Handling personal health data
A critical point that is being looked into is the willingness of travellers to share their personal and health data, and how to handle the same.
“While travelers are understandably being asked to share more personal and health data in managing Covid-related risk, developing a solution which works seamlessly across borders and travel providers has been challenging because the participants in the value chain are as diverse as they are unified by a common purpose. Furthermore, the touchpoints along that chain are as geographically dispersed as they are inextricably interconnected,” acknowledged Hui Wan.

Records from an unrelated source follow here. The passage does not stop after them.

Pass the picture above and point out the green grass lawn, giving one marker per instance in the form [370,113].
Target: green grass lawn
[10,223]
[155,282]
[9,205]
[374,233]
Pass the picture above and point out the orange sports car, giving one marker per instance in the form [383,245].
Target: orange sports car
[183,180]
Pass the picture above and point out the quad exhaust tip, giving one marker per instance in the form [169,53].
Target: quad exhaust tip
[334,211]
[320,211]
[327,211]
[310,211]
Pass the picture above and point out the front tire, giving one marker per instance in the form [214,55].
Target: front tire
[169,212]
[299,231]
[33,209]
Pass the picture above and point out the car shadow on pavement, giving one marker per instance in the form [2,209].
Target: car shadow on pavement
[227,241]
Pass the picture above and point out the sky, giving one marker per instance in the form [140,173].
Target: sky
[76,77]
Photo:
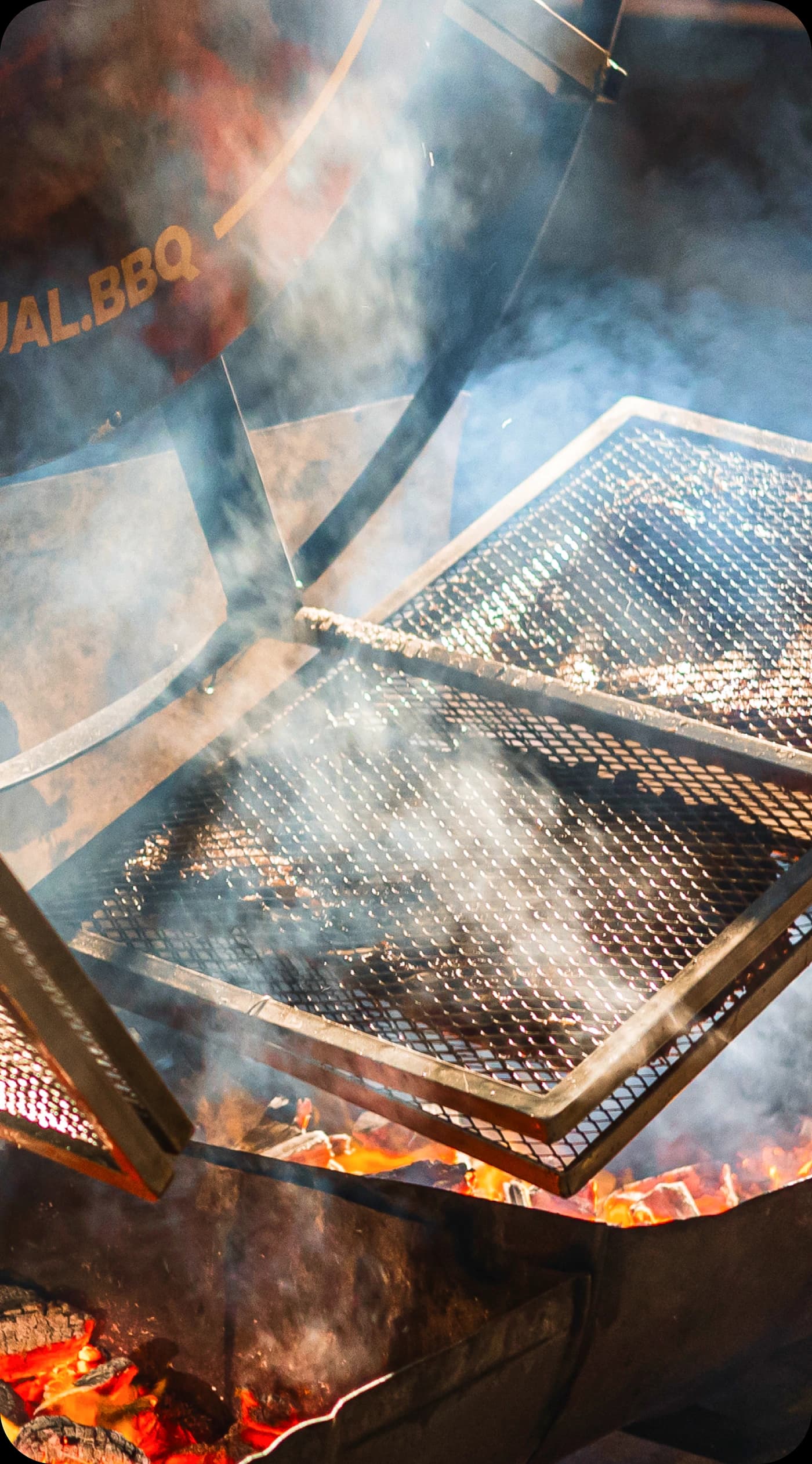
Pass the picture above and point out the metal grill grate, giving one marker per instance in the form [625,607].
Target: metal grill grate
[72,1084]
[665,567]
[521,934]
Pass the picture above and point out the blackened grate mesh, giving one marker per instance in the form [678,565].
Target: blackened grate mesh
[485,885]
[479,883]
[666,567]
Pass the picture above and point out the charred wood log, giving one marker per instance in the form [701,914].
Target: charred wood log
[106,1372]
[32,1322]
[429,1172]
[60,1441]
[12,1407]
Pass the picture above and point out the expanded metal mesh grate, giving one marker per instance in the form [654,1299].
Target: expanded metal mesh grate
[489,889]
[666,567]
[65,1062]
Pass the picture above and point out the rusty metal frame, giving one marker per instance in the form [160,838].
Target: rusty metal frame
[328,1054]
[90,1052]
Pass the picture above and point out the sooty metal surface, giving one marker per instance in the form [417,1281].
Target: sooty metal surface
[516,933]
[666,566]
[72,1082]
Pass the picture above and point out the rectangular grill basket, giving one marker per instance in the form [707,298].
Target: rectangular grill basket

Another concern is related to managing of COVID-19 vaccine passports. “Naturally, emphasizing data privacy and security will be crucial to building trust, and maintaining travellers’ openness to sharing their personal and health data that is normally kept private,” she said. Hui Wan added that the industry should provide travelers with effective control over their data – for example: requests for permission should be made in the form of simple ‘yes/no’ questions; making use of cryptography to protect personal data etc.
Facilitating the sharing of health data is also key. Considering that travellers are being asked for the same set of data at just about every touchpoint in a journey, a public-private collaboration, to building a framework for interoperability that will facilitate “secure” sharing of health data would be helpful.
Historically, the travel industry has not kept up with the evolution of modern digital retailing, which has made buying and selling travel more complex than it needs to be.
But certain Chinese players have been proactive.
In China, Travelport has been working with Tongcheng-Elong on a trial of their new modern and lightweight API.
While Travelport already powers Tongcheng-Elong’s shopping and booking engine, this trial will enable them to access NDC functionalities, including the NDC content from the multiple airlines. Tongcheng-Elong is strengthening its merchandizing capabilities by focusing on personalized and dynamic offers. All of this can be integrated into the different channels and devices Tongcheng-Elong’s customers use, including its mobile client and Wechat mini-program, mentioned Hui Wan.
Overall, Travelport is looking at its role in fuelling the recovery, and this isn’t without understanding the expectations of the traveller or the role of business entities Travelport works with.